These cookies came about when I was craving something sweet with nuts and chocolate but couldn’t find any recipes for chocolate chip cookies with less than a full cup of butter or oil, which did not appeal in the slightest. I made a simple dough using no eggs, only 2 tablespoons of oil, ground flax seeds, wheat flour and brown sugar to make a nutty-sweet base for cookies studded with chopped nuts and dried fruit. I added white chocolate chips I had leftover from a previous recipe and on discovering that I was totally out of chocolate chips, added chocolate covered cocoa nibs for a deep chocolate hit and a little crunch. Since the dough is somewhat wet and contains no eggs it also happens to be perfect for licking off the spoon without guilt or worry.
The texture of these cookies is somewhat cake-like compared to traditional recipes but the texture lends itself well to binding hearty chunks of fruit and nuts. I dubbed them monster cookies after my first batch, in part because I made them a little on the huge side since I wasn’t being particularly careful or paying attention to the fact that wet dough such as that for drop cookies tends to spread quite a bit, and in part because that’s what my mom dubbed cookies that had any number of leftover bits of stuff mixed in when I was a kid. It sounds better than “leftovers cookies,” though that name would apply as well due to the versatility of the flavors in the dough that compliment any number of the usual cookie components. Toss in whatever you think sounds good or you have on hand. I added a chocolate component because that’s what I was craving, but these are equally good with just nuts and fruit. Or just nuts. Or chocolate. Really, any combination that you like should work here. You could probably even add a handful or two of rolled oats for texture, though the dough would be drier and the cookies chewier as a result. Bagged trail mixes would work in this recipe too, especially the kind that incorporate a variety of nuts and fruit bits–just run a heavy knife through the mix to make sure you don’t have too many whole nuts floating around.
Due to my aversion to eggs and butter in this recipe it comes out what we’ll call accidentally vegan as long as you take care to check labels on your mix ins–lots of bittersweet chips are vegan, but milk and white most definitely are not. If you’re serving this to kids with dairy allergies keep an eye out for hidden dairy in the chips or check with mom if the kid in question is not one of your own. It’s not quite a low-fat recipe due to the nuts, but it’s still better than anything with a stick of butter or margarine in it, vegan or otherwise.
Ground flax seeds can be found in many grocery stores alongside the rest of the grains and cereals as well as in health food stores. Be sure to use ground in this recipe unless you want your cookies to have unbroken seeds all throughout. The ground meal flecks the dough and adds a subtle nuttiness of it’s own without changing the basic texture of the cookie or making it into an obvious “health food” type of confection.
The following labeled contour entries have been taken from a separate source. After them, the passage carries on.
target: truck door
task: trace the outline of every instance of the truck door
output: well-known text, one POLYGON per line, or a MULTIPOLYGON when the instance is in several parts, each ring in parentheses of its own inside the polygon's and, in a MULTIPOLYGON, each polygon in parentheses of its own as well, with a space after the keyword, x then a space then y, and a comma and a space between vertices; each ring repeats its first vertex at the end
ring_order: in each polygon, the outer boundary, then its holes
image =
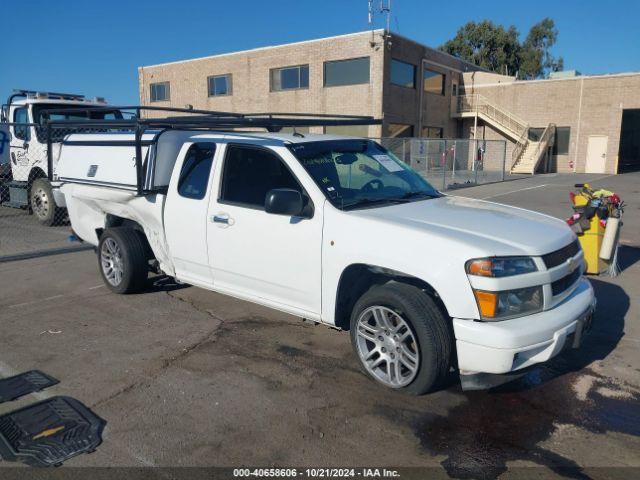
POLYGON ((228 144, 214 184, 208 243, 215 289, 319 319, 322 204, 312 218, 266 213, 265 196, 273 188, 308 196, 290 166, 258 145, 228 144))
POLYGON ((216 144, 182 147, 169 183, 164 225, 169 253, 179 280, 211 287, 207 255, 207 209, 216 144))
POLYGON ((0 123, 0 176, 4 176, 5 166, 9 168, 9 125, 0 123))
POLYGON ((11 121, 14 125, 11 135, 11 172, 13 179, 26 182, 29 178, 29 141, 31 140, 31 127, 29 123, 28 107, 16 107, 11 112, 11 121))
Don’t omit them, as they also function as an alternative binder to eggs in this recipe. Ground flax keeps for ages in the fridge and makes a great topping for yogurt and and easy addition to oatmeal and many other dishes as well. I’ve even used it as a gluten-free breading for chicken and salmon. If you don’t already have some in your pantry it’s definitely worth the investment.
Yield: About 2 dozen cookies
1/4 cup ground flax seeds, divided
scant 1/4 cup warm water
1/4 cup soy, almond or rice milk, water or apple juice
1/3 cup plus 1 Tablespoon applesauce (no sugar added preferred)
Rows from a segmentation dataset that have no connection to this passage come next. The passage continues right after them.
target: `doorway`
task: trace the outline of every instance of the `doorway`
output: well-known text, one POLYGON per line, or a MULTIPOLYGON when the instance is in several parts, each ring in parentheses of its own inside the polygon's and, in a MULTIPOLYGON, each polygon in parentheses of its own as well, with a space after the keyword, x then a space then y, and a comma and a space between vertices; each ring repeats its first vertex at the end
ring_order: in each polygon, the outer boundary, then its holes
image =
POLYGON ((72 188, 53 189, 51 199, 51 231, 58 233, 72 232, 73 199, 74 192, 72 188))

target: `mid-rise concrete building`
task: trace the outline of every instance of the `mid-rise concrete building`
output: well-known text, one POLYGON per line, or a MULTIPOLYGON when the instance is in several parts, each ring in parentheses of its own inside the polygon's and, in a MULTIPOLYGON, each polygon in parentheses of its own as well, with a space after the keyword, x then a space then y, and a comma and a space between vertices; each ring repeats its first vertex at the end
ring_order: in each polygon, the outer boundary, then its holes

2 tablespoons light flavored oil–flax, hazelnut, canola, etc.
1 tablespoon vanilla extract
pinch of cinnamon
1 cup brown sugar, loose pack or 3/4 cup firm pack
1 teaspoon baking soda
1/2 teaspoon salt
2 cups flour
1/2 cup chips of choice–chocolate, white, butterscotch, etc OR 1/3 cup chocolate covered cocoa nibs
1/2 cup chopped nuts–I use 1/4 cup pecans and 1/4 cup walnuts
1/4-1/2 cup dried berries or chopped up dried fruit–cranberries, raisins, chopped cherries, trail mix, etc.
Preheat the oven to 350 degrees. Mix about half of the ground flax with the warm water and milk or water/juice in a mixing bowl and allow to sit for a couple of minutes to soak. Stir in the remaining wet ingredients, then add the sugar and stir until there are no lumps of dry sugar. Mix in the salt, cinnamon and baking soda, making sure there are no undissolved bits of soda. Stir in the flour using a spatula or wooden spoon until you have it incorporated into a wet dough. Fold in the rest of the flax seed and the chips, nuts and fruit of your choice. Drop by spoonfuls onto two prepared cookie sheets either greased or lined with a silicone bake liner. There should be around two to two and a half dozen cookies, depending on how small you make yours. This dough will spread when baked, so allow space between cookies. Alternately, you can make a little over a dozen monster-sized cookies, but allow lots of room on the sheets and spread the dough a bit with the spatula or spoon to prevent underbaking in the middle. Bake regular sized cookies about 8-10 minutes and monster cookies 10-13 minutes, checking for lightly browned edges and a spongy bit of spring when touched. Remove from oven when cookies are a just a little softer than you’d like, as they firm up a bit as they cool. Cookies will brown faster on a greased sheet, so if you’re making monsters you may wish to use the silicone liners to prevent the edges and bottoms from burning with an underdone center. Allow cookies to cool fully on a wire rack or brown paper. Store in an air-tight container.